There are certain parts of my life that I sometimes wish I could have a replay button. By that I mean, if I was able to “revisit” a certain time period and look forward it might change one or more of the decisions I made at that juncture.

About four years ago, I was working with a food processing company trying to help them develop a new costing model. This was a by-product of the initial engagement which resulted in a major upheaval of the accounting department and some significant changes in production as well. I was originally called out to the company because they were struggling with profit margins, cash flow, and was not able to get timely or effective reporting from the accounting department.

Once the personnel and software issues were resolved, we spent several months touring the facility, discussing costing methodology and identifying inputs into the model. We eventually came up with what I believed to be a sound model that accurately allocated resources to the products as they were consumed. We had a final meeting to review the model, the process, and ultimate implementation.
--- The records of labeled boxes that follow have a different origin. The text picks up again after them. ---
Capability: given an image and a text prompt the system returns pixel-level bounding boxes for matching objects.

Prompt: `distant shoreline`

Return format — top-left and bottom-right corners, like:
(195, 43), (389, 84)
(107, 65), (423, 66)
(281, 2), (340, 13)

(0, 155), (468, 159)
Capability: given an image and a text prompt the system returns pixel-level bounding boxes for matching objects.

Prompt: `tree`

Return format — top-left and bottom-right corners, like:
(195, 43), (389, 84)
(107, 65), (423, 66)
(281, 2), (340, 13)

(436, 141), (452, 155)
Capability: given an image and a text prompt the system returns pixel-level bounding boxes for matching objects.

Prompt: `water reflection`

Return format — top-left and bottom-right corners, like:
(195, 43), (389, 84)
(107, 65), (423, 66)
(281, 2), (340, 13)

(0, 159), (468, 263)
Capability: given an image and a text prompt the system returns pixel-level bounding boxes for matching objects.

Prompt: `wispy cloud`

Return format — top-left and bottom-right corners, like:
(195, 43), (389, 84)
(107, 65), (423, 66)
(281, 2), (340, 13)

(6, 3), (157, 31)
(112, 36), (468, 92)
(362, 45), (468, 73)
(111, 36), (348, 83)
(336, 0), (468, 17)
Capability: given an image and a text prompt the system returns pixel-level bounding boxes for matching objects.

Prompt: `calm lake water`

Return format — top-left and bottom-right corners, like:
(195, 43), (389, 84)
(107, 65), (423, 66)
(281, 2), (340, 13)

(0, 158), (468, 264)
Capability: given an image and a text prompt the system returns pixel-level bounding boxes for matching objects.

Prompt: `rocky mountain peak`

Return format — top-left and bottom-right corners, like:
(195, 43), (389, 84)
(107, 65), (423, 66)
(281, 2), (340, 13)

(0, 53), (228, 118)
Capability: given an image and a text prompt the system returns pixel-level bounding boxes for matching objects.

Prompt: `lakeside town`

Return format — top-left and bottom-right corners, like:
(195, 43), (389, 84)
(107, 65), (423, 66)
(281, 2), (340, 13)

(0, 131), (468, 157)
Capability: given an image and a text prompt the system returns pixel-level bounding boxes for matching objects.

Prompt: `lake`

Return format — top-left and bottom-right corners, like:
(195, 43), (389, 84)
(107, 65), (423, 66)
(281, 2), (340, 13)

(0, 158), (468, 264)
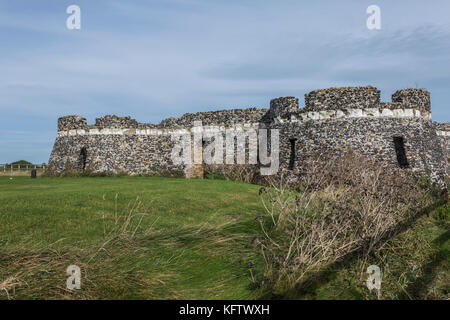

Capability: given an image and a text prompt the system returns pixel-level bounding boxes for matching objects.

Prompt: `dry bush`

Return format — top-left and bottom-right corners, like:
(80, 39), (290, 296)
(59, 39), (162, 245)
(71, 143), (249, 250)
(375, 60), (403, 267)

(260, 152), (431, 293)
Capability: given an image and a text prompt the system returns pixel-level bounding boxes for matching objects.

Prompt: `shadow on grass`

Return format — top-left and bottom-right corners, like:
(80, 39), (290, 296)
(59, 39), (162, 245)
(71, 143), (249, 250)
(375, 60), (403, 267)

(398, 231), (450, 300)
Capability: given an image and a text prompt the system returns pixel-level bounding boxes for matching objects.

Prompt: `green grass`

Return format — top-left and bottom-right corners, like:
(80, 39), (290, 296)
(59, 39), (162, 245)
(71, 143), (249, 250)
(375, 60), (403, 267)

(0, 177), (262, 299)
(0, 177), (450, 299)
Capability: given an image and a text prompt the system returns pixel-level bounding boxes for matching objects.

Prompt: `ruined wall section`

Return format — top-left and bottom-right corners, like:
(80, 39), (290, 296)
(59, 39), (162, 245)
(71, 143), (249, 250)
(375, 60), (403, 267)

(434, 122), (450, 175)
(268, 87), (445, 181)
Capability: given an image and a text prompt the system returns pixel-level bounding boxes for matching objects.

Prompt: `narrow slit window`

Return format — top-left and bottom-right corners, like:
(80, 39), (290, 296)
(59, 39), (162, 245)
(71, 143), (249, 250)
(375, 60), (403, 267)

(394, 137), (409, 168)
(289, 139), (297, 170)
(80, 147), (87, 171)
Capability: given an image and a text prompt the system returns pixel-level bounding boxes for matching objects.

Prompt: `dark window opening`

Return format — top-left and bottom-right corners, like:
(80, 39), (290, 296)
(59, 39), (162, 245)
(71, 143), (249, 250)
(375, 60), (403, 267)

(289, 139), (297, 170)
(394, 137), (409, 168)
(80, 147), (87, 171)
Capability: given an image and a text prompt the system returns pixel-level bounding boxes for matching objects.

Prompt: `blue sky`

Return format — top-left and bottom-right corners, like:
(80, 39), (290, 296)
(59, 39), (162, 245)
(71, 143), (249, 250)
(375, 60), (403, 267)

(0, 0), (450, 163)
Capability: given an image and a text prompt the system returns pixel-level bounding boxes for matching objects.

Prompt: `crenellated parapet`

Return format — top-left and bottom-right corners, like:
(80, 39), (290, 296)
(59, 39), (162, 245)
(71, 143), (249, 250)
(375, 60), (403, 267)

(392, 89), (431, 112)
(304, 86), (380, 111)
(58, 115), (88, 132)
(48, 86), (450, 182)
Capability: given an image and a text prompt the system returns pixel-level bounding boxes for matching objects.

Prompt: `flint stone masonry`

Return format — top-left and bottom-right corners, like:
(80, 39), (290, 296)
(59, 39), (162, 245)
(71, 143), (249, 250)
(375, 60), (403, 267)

(47, 86), (450, 182)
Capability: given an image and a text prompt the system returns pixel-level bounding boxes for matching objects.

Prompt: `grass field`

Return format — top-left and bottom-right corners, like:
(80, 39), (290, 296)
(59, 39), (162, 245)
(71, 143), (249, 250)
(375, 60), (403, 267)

(0, 177), (449, 299)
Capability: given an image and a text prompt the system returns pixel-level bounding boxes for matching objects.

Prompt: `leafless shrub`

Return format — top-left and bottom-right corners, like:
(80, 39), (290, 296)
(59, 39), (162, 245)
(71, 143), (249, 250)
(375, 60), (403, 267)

(260, 152), (430, 292)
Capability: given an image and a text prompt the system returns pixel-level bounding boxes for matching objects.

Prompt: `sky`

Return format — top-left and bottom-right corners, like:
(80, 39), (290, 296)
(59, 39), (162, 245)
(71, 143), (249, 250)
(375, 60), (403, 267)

(0, 0), (450, 163)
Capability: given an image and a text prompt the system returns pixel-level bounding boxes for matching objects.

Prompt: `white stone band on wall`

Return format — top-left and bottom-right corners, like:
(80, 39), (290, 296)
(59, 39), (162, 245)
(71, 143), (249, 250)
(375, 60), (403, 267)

(58, 123), (259, 137)
(58, 108), (432, 137)
(436, 131), (450, 137)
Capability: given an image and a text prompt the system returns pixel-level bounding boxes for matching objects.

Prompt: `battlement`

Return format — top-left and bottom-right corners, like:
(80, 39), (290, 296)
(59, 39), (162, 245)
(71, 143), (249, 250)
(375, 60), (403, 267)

(48, 86), (450, 186)
(304, 86), (380, 111)
(58, 115), (88, 131)
(58, 86), (431, 134)
(392, 89), (431, 112)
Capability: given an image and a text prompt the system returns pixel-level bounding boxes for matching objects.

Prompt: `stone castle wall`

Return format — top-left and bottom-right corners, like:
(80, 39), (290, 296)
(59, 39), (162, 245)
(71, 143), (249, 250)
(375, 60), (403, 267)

(49, 86), (450, 185)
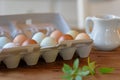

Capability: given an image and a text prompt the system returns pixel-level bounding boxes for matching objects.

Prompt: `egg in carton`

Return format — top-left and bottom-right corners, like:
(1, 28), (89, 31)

(0, 42), (26, 68)
(22, 43), (41, 66)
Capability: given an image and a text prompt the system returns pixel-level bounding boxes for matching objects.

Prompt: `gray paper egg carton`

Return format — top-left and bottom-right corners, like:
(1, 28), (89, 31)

(0, 13), (93, 68)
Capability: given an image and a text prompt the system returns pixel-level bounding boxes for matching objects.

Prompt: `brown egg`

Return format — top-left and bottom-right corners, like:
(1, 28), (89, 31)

(13, 34), (28, 45)
(75, 33), (90, 40)
(58, 34), (73, 43)
(22, 39), (37, 46)
(50, 30), (63, 42)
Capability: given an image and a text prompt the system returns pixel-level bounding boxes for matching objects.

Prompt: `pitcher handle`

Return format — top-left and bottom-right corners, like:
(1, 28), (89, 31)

(85, 17), (93, 37)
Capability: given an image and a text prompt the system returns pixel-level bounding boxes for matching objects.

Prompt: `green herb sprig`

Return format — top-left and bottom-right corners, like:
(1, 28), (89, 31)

(62, 58), (114, 80)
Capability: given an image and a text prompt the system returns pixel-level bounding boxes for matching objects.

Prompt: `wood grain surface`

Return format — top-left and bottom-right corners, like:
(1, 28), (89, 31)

(0, 48), (120, 80)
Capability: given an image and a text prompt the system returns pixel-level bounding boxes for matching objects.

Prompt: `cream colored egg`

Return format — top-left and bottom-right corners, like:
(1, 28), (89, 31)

(32, 32), (46, 44)
(66, 30), (79, 39)
(40, 37), (57, 47)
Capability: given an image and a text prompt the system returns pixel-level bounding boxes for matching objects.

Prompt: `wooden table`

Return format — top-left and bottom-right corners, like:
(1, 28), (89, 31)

(0, 48), (120, 80)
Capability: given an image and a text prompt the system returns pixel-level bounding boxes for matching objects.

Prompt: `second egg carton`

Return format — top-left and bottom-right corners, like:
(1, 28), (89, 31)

(0, 39), (93, 68)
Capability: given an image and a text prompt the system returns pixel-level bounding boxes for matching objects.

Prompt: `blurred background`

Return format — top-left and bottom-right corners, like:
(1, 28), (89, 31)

(0, 0), (120, 29)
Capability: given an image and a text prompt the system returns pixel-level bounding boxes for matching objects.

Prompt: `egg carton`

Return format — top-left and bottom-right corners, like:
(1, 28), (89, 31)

(0, 39), (93, 68)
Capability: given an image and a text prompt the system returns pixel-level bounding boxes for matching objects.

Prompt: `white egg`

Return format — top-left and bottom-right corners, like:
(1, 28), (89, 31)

(0, 37), (11, 48)
(66, 30), (79, 39)
(3, 42), (19, 48)
(40, 37), (57, 47)
(32, 32), (46, 44)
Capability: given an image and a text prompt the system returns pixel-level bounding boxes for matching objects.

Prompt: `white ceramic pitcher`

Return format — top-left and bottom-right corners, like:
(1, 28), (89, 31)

(85, 15), (120, 50)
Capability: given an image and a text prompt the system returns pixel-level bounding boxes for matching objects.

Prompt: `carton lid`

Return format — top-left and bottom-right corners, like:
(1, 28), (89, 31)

(0, 13), (70, 33)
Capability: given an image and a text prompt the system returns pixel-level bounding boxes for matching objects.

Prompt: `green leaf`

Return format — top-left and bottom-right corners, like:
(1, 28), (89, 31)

(82, 66), (89, 71)
(78, 71), (90, 76)
(73, 58), (79, 70)
(99, 67), (114, 74)
(62, 64), (72, 74)
(62, 75), (73, 80)
(75, 76), (82, 80)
Within a few months, they started to regress. The owner did not like the numbers he was seeing (even though I believe they were significantly more accurate) so he insisted they go back to “the old way” of costing the products. Try as I might, I could not convince them to stay with the new model we had developed.
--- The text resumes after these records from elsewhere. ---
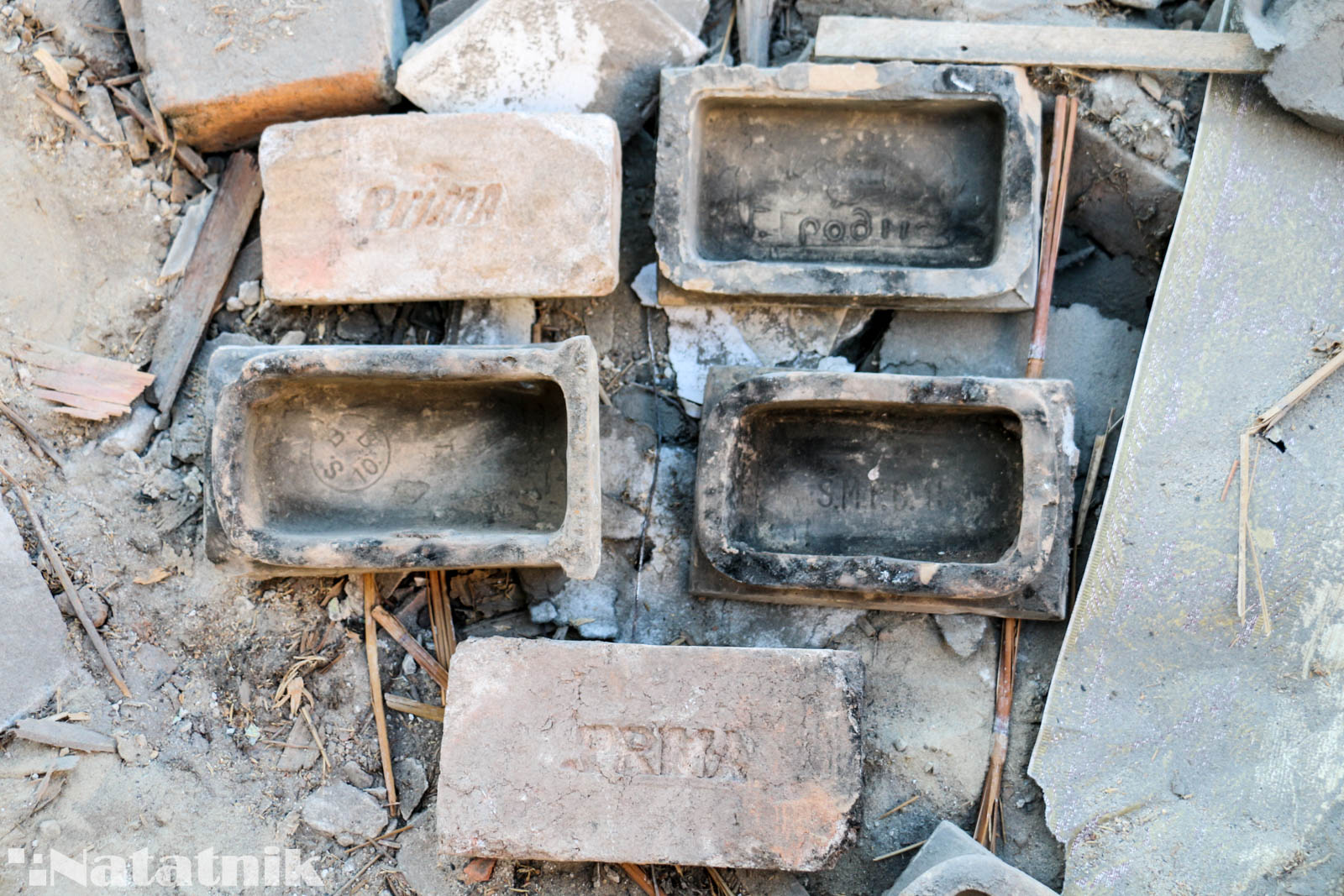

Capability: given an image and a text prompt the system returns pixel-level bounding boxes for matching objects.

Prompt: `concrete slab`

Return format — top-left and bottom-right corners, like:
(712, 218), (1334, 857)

(437, 638), (863, 871)
(137, 0), (406, 152)
(1031, 76), (1344, 893)
(654, 63), (1042, 311)
(690, 367), (1078, 619)
(396, 0), (706, 139)
(206, 336), (601, 579)
(260, 113), (621, 305)
(885, 820), (1055, 896)
(0, 504), (72, 728)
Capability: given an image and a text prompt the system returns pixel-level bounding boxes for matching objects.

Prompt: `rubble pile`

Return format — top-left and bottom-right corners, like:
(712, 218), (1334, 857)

(0, 0), (1344, 896)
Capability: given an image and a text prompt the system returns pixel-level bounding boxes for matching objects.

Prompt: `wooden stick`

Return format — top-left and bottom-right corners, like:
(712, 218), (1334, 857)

(0, 401), (69, 473)
(621, 862), (663, 896)
(428, 569), (457, 658)
(1026, 97), (1078, 379)
(32, 87), (112, 146)
(150, 152), (260, 412)
(813, 16), (1273, 76)
(383, 693), (444, 721)
(0, 466), (130, 697)
(105, 82), (210, 180)
(976, 97), (1078, 851)
(298, 706), (332, 775)
(1236, 430), (1252, 619)
(1252, 352), (1344, 432)
(345, 825), (415, 856)
(372, 607), (448, 688)
(428, 569), (457, 703)
(878, 794), (919, 820)
(365, 572), (396, 818)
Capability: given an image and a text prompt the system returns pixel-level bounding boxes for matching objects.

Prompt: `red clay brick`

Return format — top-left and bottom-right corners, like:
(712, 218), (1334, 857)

(260, 112), (621, 304)
(438, 638), (863, 871)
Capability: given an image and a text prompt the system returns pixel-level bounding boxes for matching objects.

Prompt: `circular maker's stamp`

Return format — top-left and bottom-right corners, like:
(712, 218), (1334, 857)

(309, 414), (392, 491)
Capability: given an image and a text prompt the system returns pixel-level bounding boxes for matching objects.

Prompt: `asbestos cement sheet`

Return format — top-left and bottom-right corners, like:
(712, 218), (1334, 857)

(1031, 76), (1344, 893)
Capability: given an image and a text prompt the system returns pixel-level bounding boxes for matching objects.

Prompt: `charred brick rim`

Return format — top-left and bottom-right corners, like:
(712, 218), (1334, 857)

(210, 336), (601, 578)
(695, 368), (1073, 600)
(654, 62), (1043, 311)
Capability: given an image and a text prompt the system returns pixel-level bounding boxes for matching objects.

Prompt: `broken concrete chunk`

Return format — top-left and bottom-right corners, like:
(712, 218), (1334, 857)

(932, 612), (990, 657)
(15, 719), (117, 752)
(116, 735), (155, 766)
(0, 504), (72, 726)
(392, 757), (428, 820)
(656, 0), (710, 35)
(206, 336), (601, 578)
(437, 638), (863, 871)
(118, 116), (150, 161)
(1030, 76), (1344, 893)
(260, 113), (621, 305)
(885, 820), (1055, 896)
(301, 782), (387, 842)
(690, 367), (1078, 619)
(396, 0), (706, 138)
(276, 719), (320, 771)
(654, 62), (1042, 311)
(143, 0), (406, 152)
(1265, 0), (1344, 134)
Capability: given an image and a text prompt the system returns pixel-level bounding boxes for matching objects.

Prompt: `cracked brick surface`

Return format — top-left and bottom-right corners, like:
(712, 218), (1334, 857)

(438, 638), (863, 871)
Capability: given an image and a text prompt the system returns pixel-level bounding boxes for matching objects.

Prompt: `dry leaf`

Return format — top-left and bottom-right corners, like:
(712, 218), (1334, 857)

(132, 567), (172, 584)
(32, 47), (70, 92)
(462, 858), (495, 884)
(1138, 74), (1163, 102)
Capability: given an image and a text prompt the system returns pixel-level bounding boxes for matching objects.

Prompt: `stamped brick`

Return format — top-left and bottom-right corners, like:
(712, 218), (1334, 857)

(437, 638), (863, 871)
(260, 113), (621, 304)
(143, 0), (406, 152)
(206, 336), (601, 579)
(690, 367), (1078, 619)
(654, 63), (1042, 312)
(396, 0), (706, 137)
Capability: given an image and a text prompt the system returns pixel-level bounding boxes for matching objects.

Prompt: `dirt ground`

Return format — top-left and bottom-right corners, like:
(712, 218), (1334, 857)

(0, 4), (1196, 896)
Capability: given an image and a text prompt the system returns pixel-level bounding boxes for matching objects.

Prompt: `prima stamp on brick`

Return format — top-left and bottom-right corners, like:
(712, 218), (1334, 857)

(438, 638), (863, 871)
(260, 113), (621, 304)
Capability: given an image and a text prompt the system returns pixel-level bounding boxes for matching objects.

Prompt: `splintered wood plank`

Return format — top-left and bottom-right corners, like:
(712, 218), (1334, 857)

(32, 388), (130, 419)
(815, 16), (1270, 74)
(0, 338), (155, 421)
(32, 369), (144, 406)
(0, 338), (155, 385)
(150, 152), (260, 412)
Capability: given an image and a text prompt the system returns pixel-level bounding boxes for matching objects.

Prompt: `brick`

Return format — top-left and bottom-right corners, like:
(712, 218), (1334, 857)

Fast forward four years, and I received a phone call last week: “our financial statements do not make any sense, inventory fluctuates too much, the profit margins are not consistent and we are strapped for cash and not making any money.” As you might imagine, I am smiling to myself thinking “I told you so,” but I won’t go there. It is time to revisit the cost model and help the Company determine accurate costs again. But is that enough?
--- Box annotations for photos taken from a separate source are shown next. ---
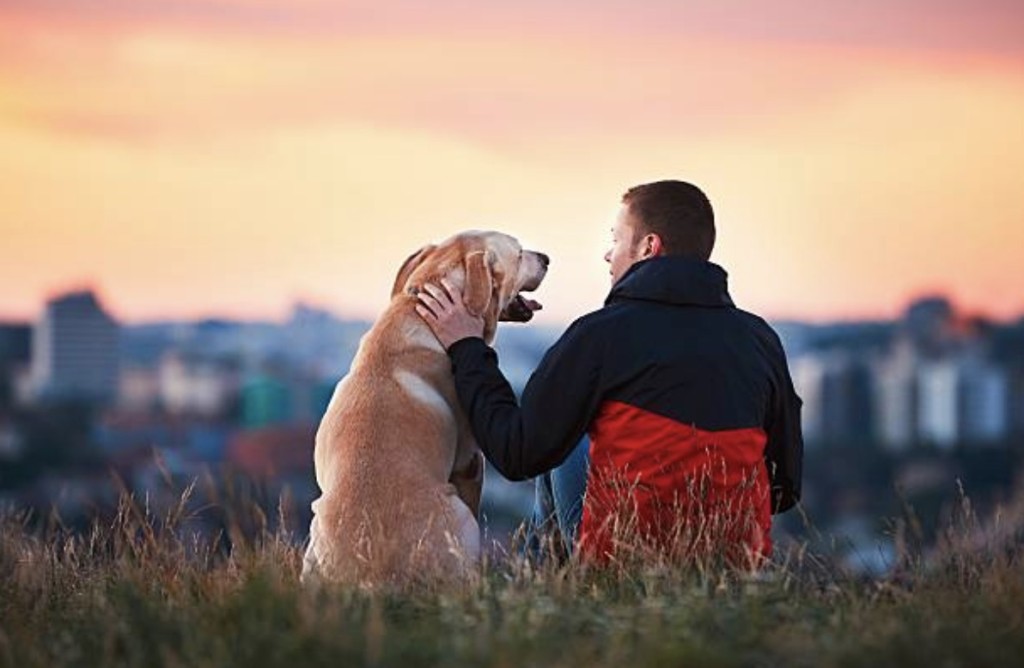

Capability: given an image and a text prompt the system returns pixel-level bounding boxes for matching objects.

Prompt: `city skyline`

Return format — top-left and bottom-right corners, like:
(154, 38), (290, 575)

(6, 0), (1024, 325)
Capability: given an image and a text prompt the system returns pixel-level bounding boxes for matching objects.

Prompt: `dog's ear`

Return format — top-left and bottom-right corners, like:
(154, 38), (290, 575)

(391, 244), (437, 297)
(462, 251), (495, 317)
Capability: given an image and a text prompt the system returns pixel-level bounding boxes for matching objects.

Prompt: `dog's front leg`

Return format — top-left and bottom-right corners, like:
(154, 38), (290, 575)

(449, 450), (483, 520)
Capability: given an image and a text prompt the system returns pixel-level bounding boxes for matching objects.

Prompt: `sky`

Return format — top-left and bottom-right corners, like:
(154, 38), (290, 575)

(0, 0), (1024, 324)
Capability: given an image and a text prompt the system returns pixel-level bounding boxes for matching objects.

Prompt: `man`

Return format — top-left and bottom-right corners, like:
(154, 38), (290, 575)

(418, 181), (803, 566)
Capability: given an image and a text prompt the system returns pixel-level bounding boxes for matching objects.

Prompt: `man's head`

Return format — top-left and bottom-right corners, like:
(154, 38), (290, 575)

(604, 181), (715, 285)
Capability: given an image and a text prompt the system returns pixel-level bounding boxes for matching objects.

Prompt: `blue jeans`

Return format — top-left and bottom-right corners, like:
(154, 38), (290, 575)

(526, 436), (590, 556)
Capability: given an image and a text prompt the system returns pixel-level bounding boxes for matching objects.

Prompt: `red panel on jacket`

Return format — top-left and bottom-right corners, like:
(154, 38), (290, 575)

(580, 402), (771, 566)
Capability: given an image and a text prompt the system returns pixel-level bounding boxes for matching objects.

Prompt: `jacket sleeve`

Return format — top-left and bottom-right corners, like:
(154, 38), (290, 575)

(765, 334), (804, 514)
(449, 321), (601, 481)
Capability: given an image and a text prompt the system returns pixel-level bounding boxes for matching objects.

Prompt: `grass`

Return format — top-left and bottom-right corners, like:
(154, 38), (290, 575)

(0, 479), (1024, 668)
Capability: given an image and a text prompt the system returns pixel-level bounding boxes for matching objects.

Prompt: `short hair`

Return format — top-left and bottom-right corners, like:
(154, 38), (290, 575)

(623, 180), (715, 260)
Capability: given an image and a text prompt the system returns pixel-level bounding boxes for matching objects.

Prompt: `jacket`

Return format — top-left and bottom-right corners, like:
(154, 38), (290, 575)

(449, 256), (803, 556)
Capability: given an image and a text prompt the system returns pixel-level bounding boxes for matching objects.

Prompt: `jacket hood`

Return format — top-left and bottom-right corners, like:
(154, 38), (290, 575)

(604, 256), (734, 306)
If he had his crystal ball working four years ago, he would have been able to look forward and see that the sales and pricing decisions he was making based on erroneous costing information would continue to give him what he had always had, only worse. The answer is no, that is not enough. I can and will help them get their costing back on track and understand why they are not making money. That is the easy part. The harder part is looking forward. Once we have all that data, they need to use it to make decisions for the future. Which products should we maximize sales? Should we consider getting rid of any product lines? The most important question: What would happen IF…….

Any scenario you can put behind “if” should be able to be answered using your data and your cost accountant. The reports that identify what we did are valuable information, but you need to look at what we can do to move your Company to a higher level.